In between the chapters about Noah and his family and Cloud are interspersed 'secret files' in which the author gives background on aspects of East German life and history.  These generally realate to something that has happened in the chapter, so there is context for them being there.  In many ways, I enjoyed reading these secret files more than the story!

So if you like middle grade books, and have an interest in modern history, this one is probably for you.

But don't just listen to me.  Here's the blurb:

Noah Keller has a pretty normal life, until one wild afternoon when his parents pick him up from school and head straight for the airport, telling him on the ride that his name isn’t really Noah and he didn’t really just turn eleven in March.

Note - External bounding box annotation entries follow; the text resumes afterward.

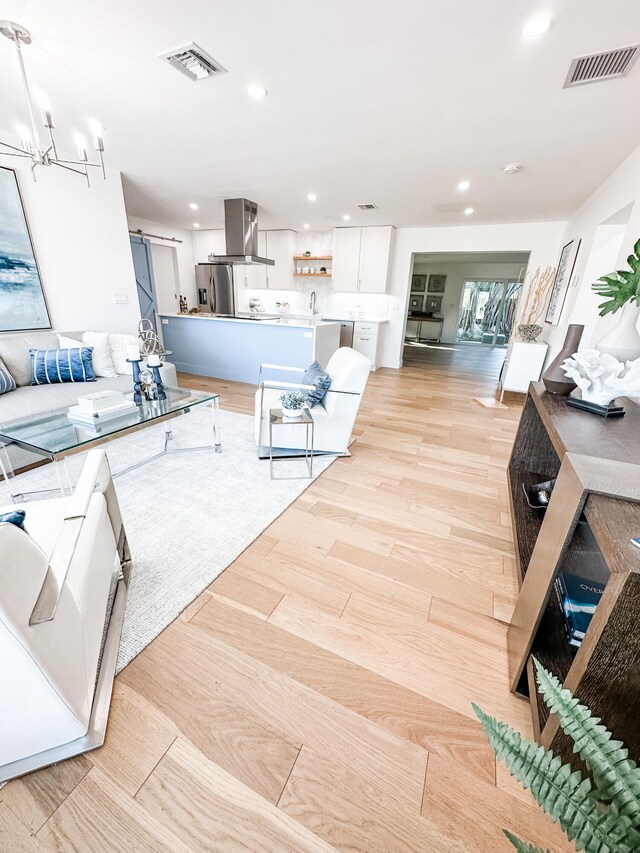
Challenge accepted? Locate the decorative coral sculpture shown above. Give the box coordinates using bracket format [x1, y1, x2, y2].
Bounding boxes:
[562, 349, 640, 406]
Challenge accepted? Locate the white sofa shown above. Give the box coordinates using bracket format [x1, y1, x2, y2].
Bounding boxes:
[0, 449, 130, 782]
[255, 347, 371, 454]
[0, 332, 178, 470]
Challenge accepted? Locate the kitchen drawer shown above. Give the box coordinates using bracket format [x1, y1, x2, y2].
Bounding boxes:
[354, 323, 378, 336]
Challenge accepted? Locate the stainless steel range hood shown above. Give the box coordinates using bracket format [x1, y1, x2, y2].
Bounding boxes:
[209, 198, 275, 266]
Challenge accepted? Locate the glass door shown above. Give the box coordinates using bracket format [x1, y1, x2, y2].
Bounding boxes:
[456, 279, 521, 346]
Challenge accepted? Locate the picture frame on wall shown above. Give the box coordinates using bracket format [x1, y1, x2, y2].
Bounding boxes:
[0, 166, 51, 332]
[427, 273, 447, 293]
[544, 240, 582, 326]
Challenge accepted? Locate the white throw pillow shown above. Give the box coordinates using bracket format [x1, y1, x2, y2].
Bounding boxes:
[109, 332, 140, 374]
[58, 332, 118, 379]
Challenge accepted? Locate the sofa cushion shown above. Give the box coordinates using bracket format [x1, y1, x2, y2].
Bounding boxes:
[58, 332, 118, 379]
[0, 332, 58, 387]
[302, 361, 331, 407]
[0, 359, 16, 394]
[29, 347, 96, 385]
[109, 333, 140, 375]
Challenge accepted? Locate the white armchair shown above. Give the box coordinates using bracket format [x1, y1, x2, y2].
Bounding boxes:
[0, 450, 130, 782]
[255, 347, 371, 454]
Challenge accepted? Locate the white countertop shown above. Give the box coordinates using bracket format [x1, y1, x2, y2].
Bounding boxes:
[158, 312, 337, 329]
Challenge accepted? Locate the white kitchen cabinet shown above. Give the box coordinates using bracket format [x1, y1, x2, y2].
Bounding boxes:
[242, 230, 295, 290]
[353, 320, 382, 370]
[191, 228, 226, 264]
[332, 225, 395, 293]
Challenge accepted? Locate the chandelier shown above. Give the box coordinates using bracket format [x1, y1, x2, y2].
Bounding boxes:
[0, 21, 107, 186]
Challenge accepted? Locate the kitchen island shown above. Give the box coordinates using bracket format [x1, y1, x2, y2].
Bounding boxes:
[158, 314, 340, 385]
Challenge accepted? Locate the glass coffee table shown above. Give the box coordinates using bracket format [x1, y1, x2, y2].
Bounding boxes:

And he can’t even ask them why — not because of his Astonishing Stutter, but because asking questions is against the newly instated rules. (Rule Number Two: Don’t talk about serious things indoors, because Rule Number One: They will always be listening).

As Noah—now "Jonah Brown"—and his parents head behind the Iron Curtain into East Berlin, the rules and secrets begin to pile up so quickly that he can hardly keep track of the questions bubbling up inside him: Who, exactly, is listening — and why? When did his mother become fluent in so many languages? And what really happened to the parents of his only friend, Cloud-Claudia, the lonely girl who lives downstairs?

1 comment:

  1. That does sound pretty interesting. Compelling is a good word for it.